Released on Wednesday, the report of Operation Watts – a joint investigation between the state’s ombudsman and the Independent Broad-based Anti-corruption Commission (Ibac) uncovered widespread misuse of taxpayer resources for political purposes and a “catalogue” of unethical behaviour in the Victorian branch of the Labor party including nepotism, the hiring of unqualified people for public roles and using those roles for political party work.

Responding to the report, Andrews said the behaviour uncovered did not meet his expectations or those held by Victorians.

“As leader of the parliamentary Labor party and the premier of our state, I take full responsibility for all of that conduct,” he said. “That’s what the top job is all about and I apologise for it.”

The state’s attorney general, Jaclyn Symes, claimed the proposed reform agenda would be the largest overhaul of a parliament’s integrity structures in the nation, after the report concluded Victoria had become a “laggard rather than a leader in parliamentary integrity”.

Williams said the reforms proposed by the Andrews government were “really significant”.

While the report focused on the Victorian branch of the Labor party, Williams said it should galvanise the entire parliament to enact integrity changes to stamp out integrity risks.

“This report is a real opportunity to introduce substantial reform and we would not want to see that opportunity lost,” she said.

Among the report’s recommendations is the establishment of an independent parliamentary integrity commissioner that could order sanctions, a ban on MPs being able to employ family members in their electorate office, and the creation of a new offence that would make it unlawful for ministers to allow a person to perform party political work while employed in a publicly funded role.

The government said it would aim to create the new integrity framework by June 2024, in line with the report’s recommendations.

The acting leader of the Victorian Greens, Tim Read, said reforms “may be necessary” to clean up the wide-scale branch stacking within the Labor party.
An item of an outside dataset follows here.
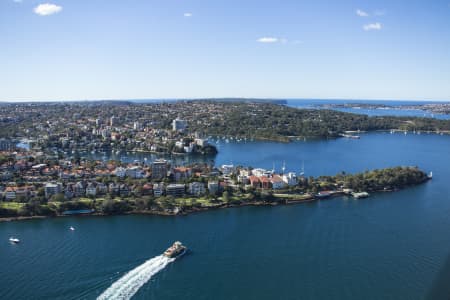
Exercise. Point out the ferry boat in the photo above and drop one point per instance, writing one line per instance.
(177, 249)
(14, 240)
But he said it did not mean it was necessary for other political parties that could “manage their internal affairs appropriately”.

The opposition leader, Matthew Guy, claimed the Andrews government was “mired in corruption, cover-ups, and political games at the expense of Victorians” and unfit to govern the state.

The report said Andrews, who was questioned in private, had agreed branch stacking was a serious problem and “could amount to a corruption risk” as it could lead to the misuse of taxpayer funds for political purposes.

The report found two former Andrews government ministers – the moderate faction leader Adem Somyurek and Marlene Kairouz – breached parliamentary codes of conduct when they misused public funds to fuel a vast branch-stacking operation. Despite describing their conduct as egregious, it concluded there was not enough proof they had committed criminal offences to recommend prosecution.

The report found while branch stacking – the practice of large-scale recruitment of non-genuine members to influence the outcome of votes within Labor branches – was a common and longstanding practice it found no evidence of potential misuse of public funds within other factions.

Kairouz stood down as a minister after an investigation by the Age and 60 Minutes into branch stacking was published in June 2020, while Somyurek was dumped from the ministry.

Somyurek said on Wednesday he was “liberated” after the investigation stopped short of concluding he had committed criminal offences.

“On the one level, I’m happy. I’m relieved. I feel exonerated. I feel some good emotions on the one side because I’m finally getting my life back,” he said. “But on the other side, I’m very angry.”

Somyurek said he had “done absolutely nothing wrong” and claimed while branch stacking was common place in the Labor party he had only engaged in it for one-and-a-half months.

But the obudsman, Deborah Glass, rejected Somyurek’s assertion that he had been “exonerated” and said there was “no shadow of doubt” the conduct of the two former ministers was “egregious”.